La hipersexualización es un fenómeno complejo que por una parte entroniza el sexo y por otra parte lo va descafeinando, quitándole con frecuencia su hasta ahora sólita comprensión en conjugación con el amor y, por lo tanto, con el magnífico dramatismo de la vida. En términos más llanos, hay quien piensa que se le ha dado tanta importancia que va a perder importancia, como esos animales que mueren justamente de mucho comer. En los adolescentes, hay una vivencia de otra naturalidad, más estrictamente biológica: en América, por ejemplo, no es que esto genere grave hastío pero se aprecia que el comportamiento no se aparta mucho de las pautas hasta ahora habituales. Al intelectualizar la biología, se reacciona con desdén. Lo más singular es que, al perder nitidez en la significación, la solidez de la expresión sexual se resiente: si a esto añadimos la difusión ya generalizada de las teorías de género, los rasgos culturales o naturales que entendíamos como propios de lo masculino y lo femenino de alguna manera se resienten, y ahí los efectos son poco predecibles pero quizá nos lleven a extremos poco prácticos.  

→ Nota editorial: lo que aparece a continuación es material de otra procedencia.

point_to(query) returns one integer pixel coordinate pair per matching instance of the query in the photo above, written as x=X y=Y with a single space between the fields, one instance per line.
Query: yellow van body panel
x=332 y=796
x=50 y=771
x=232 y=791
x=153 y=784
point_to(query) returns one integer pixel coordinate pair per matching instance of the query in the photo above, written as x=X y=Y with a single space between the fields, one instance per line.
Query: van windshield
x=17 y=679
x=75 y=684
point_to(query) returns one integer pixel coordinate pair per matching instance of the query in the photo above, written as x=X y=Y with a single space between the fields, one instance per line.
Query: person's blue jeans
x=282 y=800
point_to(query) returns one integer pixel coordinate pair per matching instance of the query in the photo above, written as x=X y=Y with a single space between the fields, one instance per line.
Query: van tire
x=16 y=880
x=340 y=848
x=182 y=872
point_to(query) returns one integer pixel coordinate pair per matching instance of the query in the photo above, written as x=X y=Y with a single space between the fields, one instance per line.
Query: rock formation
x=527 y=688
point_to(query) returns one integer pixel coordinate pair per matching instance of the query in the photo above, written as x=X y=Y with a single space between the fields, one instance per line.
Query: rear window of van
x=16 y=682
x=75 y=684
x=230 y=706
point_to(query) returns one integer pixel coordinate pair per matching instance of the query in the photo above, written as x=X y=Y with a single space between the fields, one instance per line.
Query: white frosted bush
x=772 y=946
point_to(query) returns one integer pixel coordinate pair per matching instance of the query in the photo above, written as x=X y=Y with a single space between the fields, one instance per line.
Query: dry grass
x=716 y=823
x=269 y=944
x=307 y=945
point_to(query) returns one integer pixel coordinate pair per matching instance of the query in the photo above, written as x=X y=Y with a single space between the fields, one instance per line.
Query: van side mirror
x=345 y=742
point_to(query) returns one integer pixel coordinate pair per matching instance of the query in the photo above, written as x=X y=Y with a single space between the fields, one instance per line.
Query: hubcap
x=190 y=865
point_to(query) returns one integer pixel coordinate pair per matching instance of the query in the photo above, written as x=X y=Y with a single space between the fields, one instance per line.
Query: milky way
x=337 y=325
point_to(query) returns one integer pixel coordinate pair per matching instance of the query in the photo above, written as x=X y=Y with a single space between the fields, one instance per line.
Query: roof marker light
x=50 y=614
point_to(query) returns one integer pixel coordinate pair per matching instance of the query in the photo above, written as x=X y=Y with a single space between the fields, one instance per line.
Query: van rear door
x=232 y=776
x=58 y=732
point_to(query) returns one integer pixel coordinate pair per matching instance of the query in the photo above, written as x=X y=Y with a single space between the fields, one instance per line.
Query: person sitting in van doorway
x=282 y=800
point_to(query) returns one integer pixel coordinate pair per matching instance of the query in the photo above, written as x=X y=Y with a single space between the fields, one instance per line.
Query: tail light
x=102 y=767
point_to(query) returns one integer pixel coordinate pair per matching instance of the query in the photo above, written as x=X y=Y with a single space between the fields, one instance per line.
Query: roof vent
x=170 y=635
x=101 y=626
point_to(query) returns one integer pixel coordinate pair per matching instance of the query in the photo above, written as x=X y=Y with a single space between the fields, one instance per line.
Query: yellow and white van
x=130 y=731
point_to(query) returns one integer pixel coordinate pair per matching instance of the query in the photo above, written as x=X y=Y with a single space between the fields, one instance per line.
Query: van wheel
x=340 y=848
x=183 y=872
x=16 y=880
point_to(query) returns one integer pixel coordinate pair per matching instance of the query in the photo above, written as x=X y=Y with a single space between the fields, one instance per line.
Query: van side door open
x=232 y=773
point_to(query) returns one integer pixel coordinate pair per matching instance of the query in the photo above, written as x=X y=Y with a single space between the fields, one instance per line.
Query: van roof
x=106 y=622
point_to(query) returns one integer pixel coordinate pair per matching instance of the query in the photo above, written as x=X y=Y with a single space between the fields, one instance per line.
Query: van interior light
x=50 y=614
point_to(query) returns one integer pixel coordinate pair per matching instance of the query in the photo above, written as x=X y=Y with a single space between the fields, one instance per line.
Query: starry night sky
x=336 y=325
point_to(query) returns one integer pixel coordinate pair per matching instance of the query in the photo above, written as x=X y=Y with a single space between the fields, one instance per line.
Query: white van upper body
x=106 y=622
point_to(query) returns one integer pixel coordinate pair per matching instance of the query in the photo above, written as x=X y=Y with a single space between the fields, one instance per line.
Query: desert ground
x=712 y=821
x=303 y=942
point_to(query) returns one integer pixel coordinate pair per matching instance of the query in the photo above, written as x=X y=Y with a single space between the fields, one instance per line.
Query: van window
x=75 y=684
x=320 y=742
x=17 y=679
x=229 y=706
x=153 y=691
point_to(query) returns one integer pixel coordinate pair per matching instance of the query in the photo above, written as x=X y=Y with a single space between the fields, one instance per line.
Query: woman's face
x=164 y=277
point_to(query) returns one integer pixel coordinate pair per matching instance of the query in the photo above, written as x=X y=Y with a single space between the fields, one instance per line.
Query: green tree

Sigamos con el tránsito a la edad adulta. El inicio de lo que dábamos por edad adulta, sobre todo en los hombres, se retrasa hasta varios años más allá del fin de la Universidad. El fenómeno ha sido llamado “los años de la odisea”. Es, sensu stricto, una perpetuación de la adolescencia: se sale y se va de flor en flor de los trece hasta los treinta y tantos. Son unos años de flotación indecisa entre másters, doctorados, primeros trabajos de remuneración escasa que –por lo menos- dan para salir. El entorno es muy competitivo y un chico se ve sobrepasado, aparentemente, por los esfuerzos que tiene que realizar para ganar lo que le parece poco dinero, sobre todo en un mundo con colecciones de gafas de sol cada vez más apetecibles. Es el paradigma de quien se está hasta edades casi imposibles en la casa de los padres. La edad del matrimonio se demora por parte de los hombres, en parte porque hay bien a la mano posibilidades de hedonismo: uno no está para responsabilidades cuando puede tomar copas cada vez que quiere, jugar a la Play con amigotes y probar suerte los fines de semana. Esto no es que sea una invitación al sacrificio. En coincidencia con, digamos, el cambio en las costumbres, las oportunidades en el mercado del sexo se proyectan como restricciones en el del matrimonio, aunque sea porque el hombre no ve aliciente en limitarse.  Un articulista ha hablado de que estamos pasando de la edad del casarse a la edad del enrollarse, lo cual –añade- es una pena porque el matrimonio era una de nuestras instituciones más benéficas.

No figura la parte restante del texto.